When you first start writing you have lots of ideas. Then, they start to dry up; you use them up or you decide what had seemed good isn’t quite as engaging as you’d thought. Fortunately, as I mentioned the other week, I have the next four or five books planned in my head. Still, I’m not so teeming with ideas as I was when I decided TO BE A WRITER.
Or am I really not?
Part of my routine is to take a break between edits of my novel by entering a competition or sending something to a small press outfit that accepts submissions at the moment. Often these are pieces of flash fiction or other short fiction. And I find as I drive, iron, wash-up, shop or walk I get thousands of ideas that are like dandelion seeds in the wind: they disappear again before I have time to write them down. As I talk to my first year university class about what they might include in their autobiography assignments I think of snatches of life-writing I might compose – and then forget again before I have time to make a note.

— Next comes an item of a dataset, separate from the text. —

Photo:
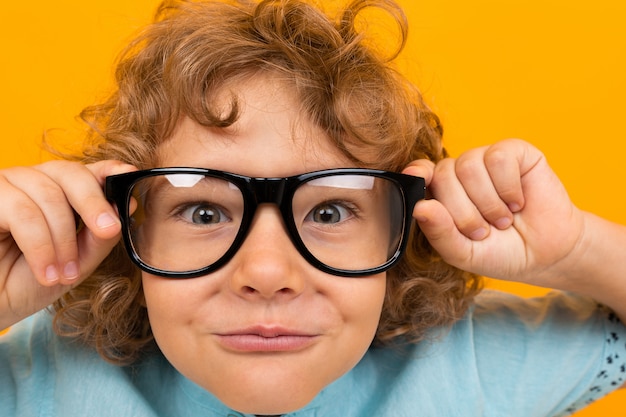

I sometimes have to push my students into finding a muse. Recently we played consequences in class. They did the following:
Created two characters, giving them name, physical and intellectual attributes and an emotional life
Created a setting
Introduced a problem
After each instruction – nine in all – they passed the paper on to the tenth classmate who took that home and wrote a story according to the information they had there. They produced some of their best writing.
Currently, as well as my major works, I’ve just entered a piece of Flash Fiction for a competition. I managed to recall one of those quirky ideas I’d had when I couldn’t get to my note book. It turned out rather well in the end, I think. I’m having less success with a longer piece I had been intending to enter for the Mslexia short story competition – deadline now gone. But it will come right, eventually and maybe that wasn’t really the right place to send it anyway.
I have enough confidence now that even when I feel devoid of ideas if I sit at my computer I’ll be able to write. I prefer to do that earlier in the day for if I don’t, other tasks sap my creative energy. I’ve frequently noticed on the days I struggle the most, on the days when the muse seems to be in hiding, I actually write better. Just like my students.
What do they say? 1% inspiration and 99% perspiration? I can confirm that.